Peafowl Census Report May 17
On May 17, the City Council will review the Peafowl Census Report, an annual count of peacocks and peahens in RPV neighborhoods. The City Council will also consider whether to pause or resume the City’s humane trapping program in 2022 until a new census is conducted in 2023.
The hybrid in-person/virtual meeting will take place at 7 p.m. in McTaggart Hall at Hesse Park and via Zoom. Watch live on the City website or on RPVtv Cox 33/Frontier FiOS 38.
A staff report (PDF) for this topic is available on the City website. Please submit your comments to the City Council in advance of the meeting by emailing them to cc@rpvca.gov. If you would like to provide comments during the meeting or leave a pre-recorded voice message, please complete a form at rpvca.gov/participate.
For some background, the City implemented a periodic humane peafowl trapping and relocation program in 2015 in response to complaints from residents about the growing peafowl population and associated impacts (noise, property damage, etc.). It is not the City’s intent to eradicate the peafowl population, but to manage the population at levels identified in 2000 and to educate the public on how to coexist with the birds. This is all in an effort to strike a balance between differing opinions in the City.

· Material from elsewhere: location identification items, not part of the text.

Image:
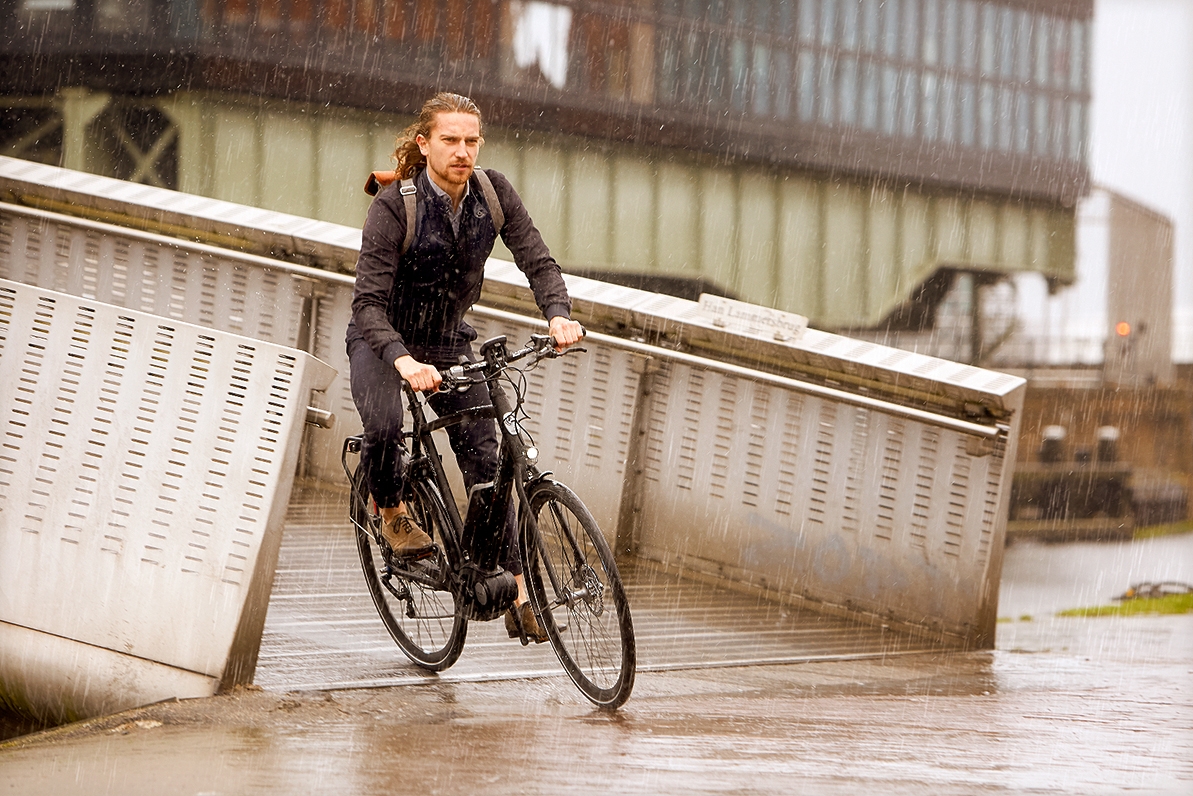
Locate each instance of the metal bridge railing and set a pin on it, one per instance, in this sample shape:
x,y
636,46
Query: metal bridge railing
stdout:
x,y
865,480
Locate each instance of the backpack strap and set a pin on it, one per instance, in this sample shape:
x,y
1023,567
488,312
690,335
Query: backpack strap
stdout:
x,y
490,198
377,180
412,213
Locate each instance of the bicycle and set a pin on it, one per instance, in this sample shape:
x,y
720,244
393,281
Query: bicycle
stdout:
x,y
572,579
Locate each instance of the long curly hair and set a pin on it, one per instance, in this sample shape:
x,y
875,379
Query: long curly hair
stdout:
x,y
406,149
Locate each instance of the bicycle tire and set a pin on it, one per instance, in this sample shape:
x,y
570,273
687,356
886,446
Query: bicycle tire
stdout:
x,y
427,623
595,641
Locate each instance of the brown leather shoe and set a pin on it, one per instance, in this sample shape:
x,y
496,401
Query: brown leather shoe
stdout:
x,y
406,538
521,623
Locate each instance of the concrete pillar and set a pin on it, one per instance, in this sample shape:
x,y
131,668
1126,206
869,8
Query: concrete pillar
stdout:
x,y
79,106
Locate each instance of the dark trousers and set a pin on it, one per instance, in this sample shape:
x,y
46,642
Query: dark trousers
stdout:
x,y
377,393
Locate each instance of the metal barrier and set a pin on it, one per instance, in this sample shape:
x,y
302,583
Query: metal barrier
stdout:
x,y
144,471
866,480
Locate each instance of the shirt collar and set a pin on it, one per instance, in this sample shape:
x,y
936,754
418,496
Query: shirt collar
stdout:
x,y
439,191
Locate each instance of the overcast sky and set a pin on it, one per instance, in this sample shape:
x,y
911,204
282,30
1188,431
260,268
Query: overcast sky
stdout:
x,y
1142,124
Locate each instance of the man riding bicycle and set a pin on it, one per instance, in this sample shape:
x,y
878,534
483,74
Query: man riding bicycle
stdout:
x,y
408,307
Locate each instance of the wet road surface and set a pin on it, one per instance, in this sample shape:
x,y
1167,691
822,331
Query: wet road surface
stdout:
x,y
322,630
1063,705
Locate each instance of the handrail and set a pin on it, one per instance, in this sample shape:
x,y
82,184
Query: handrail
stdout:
x,y
944,421
302,271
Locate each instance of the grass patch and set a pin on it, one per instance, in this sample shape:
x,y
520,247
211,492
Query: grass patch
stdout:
x,y
1168,529
1167,604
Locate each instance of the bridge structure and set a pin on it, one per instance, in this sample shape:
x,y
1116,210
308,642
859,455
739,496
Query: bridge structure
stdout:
x,y
733,456
854,162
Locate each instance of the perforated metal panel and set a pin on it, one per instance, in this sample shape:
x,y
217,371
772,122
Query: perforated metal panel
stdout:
x,y
186,283
144,468
835,503
877,482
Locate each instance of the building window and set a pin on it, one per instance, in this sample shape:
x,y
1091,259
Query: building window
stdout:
x,y
869,96
931,105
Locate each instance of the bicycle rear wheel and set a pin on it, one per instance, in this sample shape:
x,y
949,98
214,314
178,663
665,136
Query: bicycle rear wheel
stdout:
x,y
414,600
578,594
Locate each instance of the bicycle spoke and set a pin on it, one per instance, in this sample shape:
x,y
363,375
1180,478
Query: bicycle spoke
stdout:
x,y
575,584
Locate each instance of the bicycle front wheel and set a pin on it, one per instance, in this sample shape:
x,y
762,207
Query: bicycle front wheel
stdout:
x,y
413,599
578,594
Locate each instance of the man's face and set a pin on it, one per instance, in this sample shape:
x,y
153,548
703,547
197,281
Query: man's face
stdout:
x,y
451,148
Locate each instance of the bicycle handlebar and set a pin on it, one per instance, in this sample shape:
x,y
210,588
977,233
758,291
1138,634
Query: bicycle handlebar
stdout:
x,y
498,358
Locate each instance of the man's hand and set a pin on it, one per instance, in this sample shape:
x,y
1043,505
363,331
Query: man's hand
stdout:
x,y
566,332
422,378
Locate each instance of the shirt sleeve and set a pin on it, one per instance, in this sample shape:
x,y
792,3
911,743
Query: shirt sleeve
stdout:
x,y
530,251
379,250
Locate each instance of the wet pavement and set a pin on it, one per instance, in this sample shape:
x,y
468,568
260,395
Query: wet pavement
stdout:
x,y
322,630
1063,705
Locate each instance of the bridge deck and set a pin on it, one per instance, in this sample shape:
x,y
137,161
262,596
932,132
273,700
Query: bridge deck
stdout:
x,y
322,630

Every year, the City Council receives a report on the past year’s trapping program (if trapping was conducted), as well as a census report for the current year’s peafowl population, to determine whether or not to resume trapping. Trapped peafowl are relocated off the Palos Verdes Peninsula to homes that have been screened by the trapping vendor and reviewed by the City to ensure the individuals adopting the peafowl have some avian experience and have adequate space for peafowl to roam freely. Under no circumstances will the trapped peafowl be euthanized or treated inhumanely.